Una tarde de domingo, el sol salió con una fuerza inusual, calentando el adobe de la casa. Las niñas salieron a jugar al lodo en el porche, riendo a carcajadas. Yo estaba adentro, preparando un mole de olla, el más famoso de Piedra Azul, con unos trozos de carne que Mateo había conseguido.

Él entró por la puerta trasera, quitándose el sombrero y sacudiéndose el barro de las botas. Se quedó ahí parado, recargado en el marco de la puerta, mirándome mientras yo revolvía la olla de barro.

—Huele a fiesta, Maribel —dijo, con una media sonrisa que le quitaba diez años de encima.

—Huele a que por fin se nos fue la helada, don Mateo. Ya las chamacas pueden salir sin que se les morade la nariz.

Mateo dio unos pasos hacia mí. Se quedó muy cerca. Podía oler a tierra húmeda, a sudor limpio y a madera en él.

—Maribel… —empezó, titubeando, frotándose la nuca con esa mano áspera como hacía cuando estaba nervioso—. El invierno ya se acabó. Los caminos ya están abiertos.

Mi corazón dio un vuelco. El trato. El trato había sido quedarme al menos hasta que pase el invierno y los caminos se abran. El miedo me paralizó por un segundo. ¿Me iba a pedir que me fuera? ¿Acaso ya no me necesitaba?

Bajé la cuchara de madera. Traté de mantener la voz firme, aunque las manos me temblaban.

—Es cierto. Ya la nieve aflojó. Si usted gusta… puedo empezar a buscar para dónde irme mañana mismo. Ya le quité mucha carga, don Mateo. Ya no soy la arrimada del invierno.

Mateo soltó un suspiro larguísimo, igual al de aquella primera noche, y cerró los ojos negando con la cabeza.

—Mujer necia… —murmuró, y antes de que pudiera reaccionar, me agarró de los hombros, suave pero firme—. No le estoy diciendo que se vaya. Le estoy diciendo que los caminos se abrieron… por si quiere irse. Pero si usted me lo permite… si usted quiere… yo le pido que se quede. No como la novia que pidieron mis chamacas por desesperación. No como sirvienta. Sino como la dueña de esta casa. Como la mujer de Mateo Arango.

El aire se escapó de mis pulmones. Las lágrimas que no habían salido frente a las cenizas de mi casa se agolparon en mis ojos, pero esta vez eran lágrimas tibias, lágrimas que sabían a renacer.

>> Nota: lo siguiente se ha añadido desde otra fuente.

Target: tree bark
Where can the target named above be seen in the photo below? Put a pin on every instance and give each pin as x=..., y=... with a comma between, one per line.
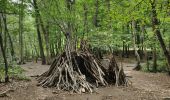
x=96, y=21
x=21, y=32
x=156, y=30
x=5, y=60
x=9, y=37
x=138, y=66
x=154, y=59
x=85, y=19
x=38, y=33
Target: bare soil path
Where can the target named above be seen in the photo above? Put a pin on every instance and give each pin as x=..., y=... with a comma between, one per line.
x=145, y=86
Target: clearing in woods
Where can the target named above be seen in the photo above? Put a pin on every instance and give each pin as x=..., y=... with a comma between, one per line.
x=145, y=86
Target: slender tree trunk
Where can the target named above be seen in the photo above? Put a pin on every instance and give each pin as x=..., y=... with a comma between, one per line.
x=5, y=60
x=155, y=26
x=96, y=21
x=21, y=15
x=138, y=66
x=38, y=33
x=46, y=35
x=154, y=59
x=108, y=12
x=9, y=37
x=85, y=19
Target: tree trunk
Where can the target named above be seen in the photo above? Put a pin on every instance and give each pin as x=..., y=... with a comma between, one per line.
x=5, y=60
x=38, y=33
x=138, y=66
x=21, y=31
x=156, y=30
x=96, y=21
x=154, y=59
x=85, y=19
x=9, y=37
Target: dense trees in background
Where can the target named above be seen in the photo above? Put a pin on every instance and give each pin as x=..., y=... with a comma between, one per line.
x=32, y=29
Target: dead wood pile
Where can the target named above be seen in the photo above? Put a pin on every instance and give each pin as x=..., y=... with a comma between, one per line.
x=80, y=71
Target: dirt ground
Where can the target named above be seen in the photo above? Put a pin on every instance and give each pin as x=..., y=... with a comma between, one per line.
x=145, y=86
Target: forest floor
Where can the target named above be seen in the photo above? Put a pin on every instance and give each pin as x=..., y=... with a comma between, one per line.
x=145, y=86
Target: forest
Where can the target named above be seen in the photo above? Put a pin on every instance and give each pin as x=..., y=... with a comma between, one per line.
x=85, y=49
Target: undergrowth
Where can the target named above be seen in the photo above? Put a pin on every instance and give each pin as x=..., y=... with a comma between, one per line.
x=14, y=72
x=161, y=66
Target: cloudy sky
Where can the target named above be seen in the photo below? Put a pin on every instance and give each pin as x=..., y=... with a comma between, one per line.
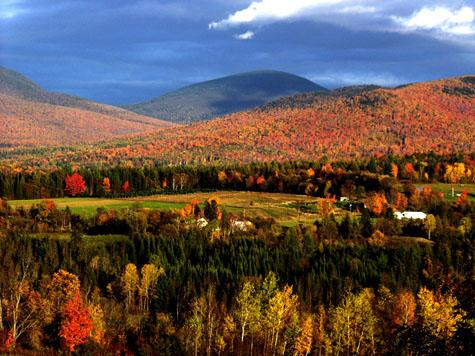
x=124, y=51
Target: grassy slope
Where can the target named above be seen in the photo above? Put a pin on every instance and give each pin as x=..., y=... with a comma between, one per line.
x=273, y=205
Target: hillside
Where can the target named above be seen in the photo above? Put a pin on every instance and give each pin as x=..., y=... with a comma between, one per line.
x=34, y=116
x=436, y=116
x=223, y=96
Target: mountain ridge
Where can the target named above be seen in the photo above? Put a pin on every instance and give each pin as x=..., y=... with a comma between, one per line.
x=35, y=116
x=225, y=95
x=423, y=117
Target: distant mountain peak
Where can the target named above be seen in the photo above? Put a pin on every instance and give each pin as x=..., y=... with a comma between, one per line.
x=225, y=95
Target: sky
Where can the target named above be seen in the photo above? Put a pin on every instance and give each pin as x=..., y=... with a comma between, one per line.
x=127, y=51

Tal vez los cascarones rotos se puedan unir con barro y esperanza, para construir algo nuevo. No perfecto. No sin cicatrices. Pero fuerte. Fuerte para aguantar la nevada, y fuerte para florecer en la primavera.

—Yo no tengo porche, don Mateo —le dije, repitiendo aquella frase sin sentido que le había dicho a las niñas en la plaza.

Él sonrió, una sonrisa completa, amplia y sincera.

—No se preocupe por el porche, Maribel. Nos sobra lumbre para los dos.